In the step (68), we change an order of summation. The step (69) is posed as follows. First, the number of i such that \(i\ne \ell \) and \({a}{\bigl (\ell ,\sigma (i)\bigr )}=0\) is equal to \((n-r_{\ell })\). Second, the number of i such that \(i\ne \ell \) and \({a}{\bigl (\ell ,\sigma (i)\bigr )}=1\) is equal to \((r_{\ell }-1)\). These observations allow to compute the sums with respect to i and get (69). Adding the term \({\mathrm {per}}({\mathsf {A}})\sum _{1\le \ell \le {n}}\ln _{\alpha }(r_{\ell })\) to both (65) and (69), we immediately obtain

$$\begin{aligned} {\mathrm {per}}({\mathsf {A}}){\,}(-n){\,}\ln _{\alpha }\left( \frac{1}{{\mathrm {per}}({\mathsf {A}})}\right) \le {\mathrm {per}}({\mathsf {A}})\sum _{\ell =1}^{n}\frac{n}{r_{\ell }}{\,}\sum _{j=1}^{r_{\ell }}\ln _{\alpha }(j). \end{aligned}$$

The latter completes the proof. \(\square \)

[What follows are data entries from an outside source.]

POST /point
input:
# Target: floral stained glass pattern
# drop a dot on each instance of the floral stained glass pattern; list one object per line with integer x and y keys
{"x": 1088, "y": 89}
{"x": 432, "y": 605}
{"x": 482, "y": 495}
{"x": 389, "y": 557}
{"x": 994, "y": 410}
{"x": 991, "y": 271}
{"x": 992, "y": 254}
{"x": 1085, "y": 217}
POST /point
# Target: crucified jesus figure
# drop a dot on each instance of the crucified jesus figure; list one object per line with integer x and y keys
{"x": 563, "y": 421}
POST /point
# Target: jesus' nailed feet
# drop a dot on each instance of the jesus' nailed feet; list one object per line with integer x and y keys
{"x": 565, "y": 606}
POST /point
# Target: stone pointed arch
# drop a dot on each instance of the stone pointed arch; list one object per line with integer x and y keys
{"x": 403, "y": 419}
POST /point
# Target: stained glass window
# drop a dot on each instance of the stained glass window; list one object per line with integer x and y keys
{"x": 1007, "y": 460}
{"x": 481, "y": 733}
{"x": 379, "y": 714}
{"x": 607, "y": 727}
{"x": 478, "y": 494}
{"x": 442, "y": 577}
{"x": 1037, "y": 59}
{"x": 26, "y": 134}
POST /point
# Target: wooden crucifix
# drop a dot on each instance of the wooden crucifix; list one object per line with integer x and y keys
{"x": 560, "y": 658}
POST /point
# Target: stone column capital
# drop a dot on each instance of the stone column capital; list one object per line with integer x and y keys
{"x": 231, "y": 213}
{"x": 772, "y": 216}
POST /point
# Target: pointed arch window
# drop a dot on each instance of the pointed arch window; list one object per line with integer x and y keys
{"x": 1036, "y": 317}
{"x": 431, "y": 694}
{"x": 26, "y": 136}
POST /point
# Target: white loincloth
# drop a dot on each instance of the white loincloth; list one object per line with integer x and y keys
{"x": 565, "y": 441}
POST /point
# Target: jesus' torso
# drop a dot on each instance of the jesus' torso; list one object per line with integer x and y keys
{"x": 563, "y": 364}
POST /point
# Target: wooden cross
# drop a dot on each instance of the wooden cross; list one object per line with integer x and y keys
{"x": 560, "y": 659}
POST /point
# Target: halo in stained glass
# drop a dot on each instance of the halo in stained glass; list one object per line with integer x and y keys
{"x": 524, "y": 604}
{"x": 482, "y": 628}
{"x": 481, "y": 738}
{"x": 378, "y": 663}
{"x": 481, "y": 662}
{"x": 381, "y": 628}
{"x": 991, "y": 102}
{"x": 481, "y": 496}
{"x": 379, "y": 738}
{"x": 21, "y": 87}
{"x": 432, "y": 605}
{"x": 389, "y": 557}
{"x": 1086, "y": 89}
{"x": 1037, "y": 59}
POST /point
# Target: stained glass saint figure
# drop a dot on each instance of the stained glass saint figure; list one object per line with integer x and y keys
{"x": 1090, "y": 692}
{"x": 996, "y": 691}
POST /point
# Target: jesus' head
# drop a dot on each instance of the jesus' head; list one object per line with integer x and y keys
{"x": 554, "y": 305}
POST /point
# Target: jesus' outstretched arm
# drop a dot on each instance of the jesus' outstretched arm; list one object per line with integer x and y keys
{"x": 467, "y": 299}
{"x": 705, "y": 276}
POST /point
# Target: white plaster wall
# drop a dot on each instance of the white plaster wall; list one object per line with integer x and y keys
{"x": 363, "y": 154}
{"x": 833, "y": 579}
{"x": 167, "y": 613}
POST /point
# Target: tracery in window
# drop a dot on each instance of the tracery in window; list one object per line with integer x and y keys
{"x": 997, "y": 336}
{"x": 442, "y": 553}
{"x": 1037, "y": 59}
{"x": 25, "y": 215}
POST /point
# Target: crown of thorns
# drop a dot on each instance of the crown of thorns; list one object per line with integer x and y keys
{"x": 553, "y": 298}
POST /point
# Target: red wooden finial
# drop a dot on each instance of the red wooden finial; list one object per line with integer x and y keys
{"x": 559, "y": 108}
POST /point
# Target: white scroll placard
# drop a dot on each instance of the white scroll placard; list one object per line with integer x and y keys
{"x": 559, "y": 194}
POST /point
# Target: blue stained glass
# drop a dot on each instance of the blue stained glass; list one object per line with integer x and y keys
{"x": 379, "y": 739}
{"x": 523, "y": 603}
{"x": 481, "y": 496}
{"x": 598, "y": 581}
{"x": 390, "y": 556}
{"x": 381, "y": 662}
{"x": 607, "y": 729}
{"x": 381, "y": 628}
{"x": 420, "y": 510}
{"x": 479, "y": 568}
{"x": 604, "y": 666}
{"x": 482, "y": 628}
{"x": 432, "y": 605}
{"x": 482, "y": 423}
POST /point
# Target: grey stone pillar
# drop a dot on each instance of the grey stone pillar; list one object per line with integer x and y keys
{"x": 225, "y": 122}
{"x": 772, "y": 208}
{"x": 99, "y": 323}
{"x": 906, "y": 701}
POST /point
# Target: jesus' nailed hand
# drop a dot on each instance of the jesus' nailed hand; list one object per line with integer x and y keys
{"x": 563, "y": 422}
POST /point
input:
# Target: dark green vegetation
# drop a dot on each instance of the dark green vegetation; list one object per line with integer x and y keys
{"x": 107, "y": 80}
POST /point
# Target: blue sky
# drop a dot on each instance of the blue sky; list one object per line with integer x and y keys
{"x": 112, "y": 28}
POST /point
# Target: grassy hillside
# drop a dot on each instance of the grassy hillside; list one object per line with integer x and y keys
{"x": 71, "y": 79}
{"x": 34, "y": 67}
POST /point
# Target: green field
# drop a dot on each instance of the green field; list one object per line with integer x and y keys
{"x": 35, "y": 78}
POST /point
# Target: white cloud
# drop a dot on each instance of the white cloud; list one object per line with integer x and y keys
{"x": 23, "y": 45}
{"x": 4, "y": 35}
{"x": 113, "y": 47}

In the limit \(\alpha \rightarrow 1^{-}\), the result (60) leads to the previous result (56). In this regard, it is a proper extension of (51) to the parameter range \(\alpha \in (0,1)\). Together, the bounds (51) and (60) cover all the values \(\alpha >0\).